The mystery of recursion
A very weird concept to grasp at first, but once you understand it,you will gain an incredible skill and perspective on how to solve certain problems.don't worry if you don't get the joke above,i am certain you will get it by the end of this read.
I struggled with recursion for months before i got it.the first time i saw it used was to solve a Sudoku game.now you would think that if you were to write a program to solve Sudoku it would involve some complex logic,a lot of loops and if statements.i tried to code the logic, but it got way too complex,the computer cant think like us,it doesn't have intuition,it just follows a series of instructions if u exclude machine learning of course.so here i was,having written almost 200 lines of python code trying to hard code how a human would solve a Sudoku.it worked for a few positions but there were a lot edge cases, and to actually do the entire thing would require really complex logic or to brute force every possible combination of numbers and choose solutions which worked.
Surely it can't be this hard to solve a Sudoku game.and it turns out its not .recursion could do it in 10 lines of code 😲,you can imagine my shock,never had i ever been more clueless than when i looked at those 10 lines of code,i didn't even touch my computer for the rest of that day.

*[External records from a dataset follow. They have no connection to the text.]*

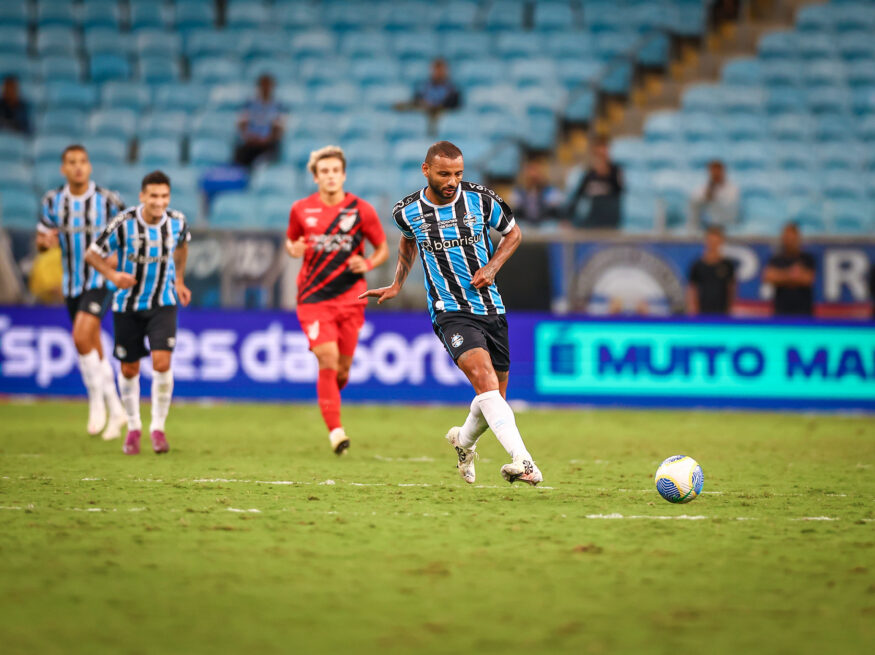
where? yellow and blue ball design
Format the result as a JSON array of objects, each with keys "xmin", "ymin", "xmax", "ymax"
[{"xmin": 655, "ymin": 455, "xmax": 705, "ymax": 503}]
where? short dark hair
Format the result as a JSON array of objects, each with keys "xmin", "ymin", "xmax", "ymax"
[
  {"xmin": 61, "ymin": 143, "xmax": 88, "ymax": 161},
  {"xmin": 140, "ymin": 171, "xmax": 170, "ymax": 191},
  {"xmin": 425, "ymin": 141, "xmax": 462, "ymax": 164}
]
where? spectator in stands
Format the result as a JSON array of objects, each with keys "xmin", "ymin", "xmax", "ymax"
[
  {"xmin": 413, "ymin": 59, "xmax": 461, "ymax": 114},
  {"xmin": 567, "ymin": 138, "xmax": 623, "ymax": 229},
  {"xmin": 690, "ymin": 159, "xmax": 738, "ymax": 228},
  {"xmin": 234, "ymin": 75, "xmax": 284, "ymax": 168},
  {"xmin": 0, "ymin": 75, "xmax": 30, "ymax": 134},
  {"xmin": 510, "ymin": 158, "xmax": 563, "ymax": 224},
  {"xmin": 687, "ymin": 225, "xmax": 736, "ymax": 316},
  {"xmin": 763, "ymin": 222, "xmax": 817, "ymax": 316}
]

I understood what each line meant,it wasn't a syntactic issue,it just seemed like it was doing things it wasn't told to do.how does 10 lines of code solve any Sudoku game.answers had to be found.so i did some research by watching a lot of YouTube videos and filling my browser with tabs on recursion and honestly it still didn't make sense.I started considering that maybe i am just an idiot.
Now I know why I did not understand it.It was a problem of thought process,we are so used to follow casualty laws, but we can only follow a chain of events up to a certain extent,after that we loose track or get confused..I was trying to follow each line of code which is what i was used to,I realized that wouldn't work because it got way too complicated.
A new way of thinking was fundamentally needed.So i decided that i will trust the code because it works.I don't have to follow it to its conclusion,i just had to understand that it would reach a certain conclusion based on how it was setup.and that was enough.i think its called abstraction in programming where you don't have to know exactly how a thing works but you only need to know what it is used for and how it is used ,and that is how you have to start thinking about recursion.
don't worry about following the logic, understand the big idea and that's all you need.
WHAT IS THE BIG IDEA?
The big idea is stacks if you understand stacks then recursion then recursion,
then recursion is easy to grasp
what is a stack?
A stack is a LIFO (last in first out) data structure,where the top item is removed first.
 |
delicious stack
|
Look at the pancakes above,though they look delicious,their purpose here is to teach us about stacks.as you can see you can only remove the top pancake first ,and don't say well."gee Alex,I could always remove a middle one if i wanted". That type of behavior is not tolerated here,unless of course a bigger pancake is sitting in the middle,then u can go right ahead and take it.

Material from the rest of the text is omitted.